Yo noté que apretabas, Florinda, mi cintura,
que tus manos me hacían resbalar hasta el cielo,
que tu poma dulcísima me estallaba en los labios
y tus brazos me alzaban para siempre al seol.
Yo noté que rondaba tu manzana redonda,
que mordía la pulpa cada vez más sediento,
que los dientes dejaban su mejor tintineo…
Me sangrabas con perlas, con anillos y ajorcas,
tu pulsera, el diamante, me rasgó ¿lo recuerdas?
Pero yo penetraba -¡la humedad!-, penetraba,
zahiriendo tu oreja o el zarcillo dorado.
Te encajaste rotunda, decidida, perfecta,
dimos vueltas al mundo y entornabas los ojos,
era un gozo sentirse caballero a tu costa
y marcar en tu espalda el mejor tatuaje.
Era la dicha entonces navegar a tu suerte,
y apretar tu cadera que es la luna redonda.

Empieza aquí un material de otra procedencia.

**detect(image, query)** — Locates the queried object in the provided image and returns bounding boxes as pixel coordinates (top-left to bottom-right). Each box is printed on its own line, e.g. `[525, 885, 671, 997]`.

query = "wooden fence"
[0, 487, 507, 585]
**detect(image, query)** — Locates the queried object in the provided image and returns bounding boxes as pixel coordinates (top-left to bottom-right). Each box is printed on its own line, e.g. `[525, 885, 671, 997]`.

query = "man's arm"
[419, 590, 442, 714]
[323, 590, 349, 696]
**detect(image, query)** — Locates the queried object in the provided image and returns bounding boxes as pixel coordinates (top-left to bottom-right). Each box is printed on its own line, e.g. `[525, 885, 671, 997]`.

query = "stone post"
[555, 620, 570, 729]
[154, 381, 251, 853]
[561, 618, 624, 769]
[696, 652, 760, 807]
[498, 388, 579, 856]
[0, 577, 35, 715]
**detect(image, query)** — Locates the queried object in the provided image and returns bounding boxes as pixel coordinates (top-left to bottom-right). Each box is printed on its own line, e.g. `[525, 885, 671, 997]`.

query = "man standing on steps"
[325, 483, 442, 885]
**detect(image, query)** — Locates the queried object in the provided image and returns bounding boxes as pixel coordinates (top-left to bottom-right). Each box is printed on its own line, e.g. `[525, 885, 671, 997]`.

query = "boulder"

Te encajaste rotunda, decidida, ¿lo dije?,
éramos invencibles, intangibles, eternos.
Pero yo penetraba furibundo en tu gema,
la que tanto se enciende, la que más centellea,
ese párpado cálido, esa rosa cruel,
y fue entonces que al filo de su pétalo insomne
llegó extraña la plata de la dicha, Florinda.
Lo que fue, con la pluma que felices nos hizo,
queda escrito, mi vida, que por vos sigue inquieta.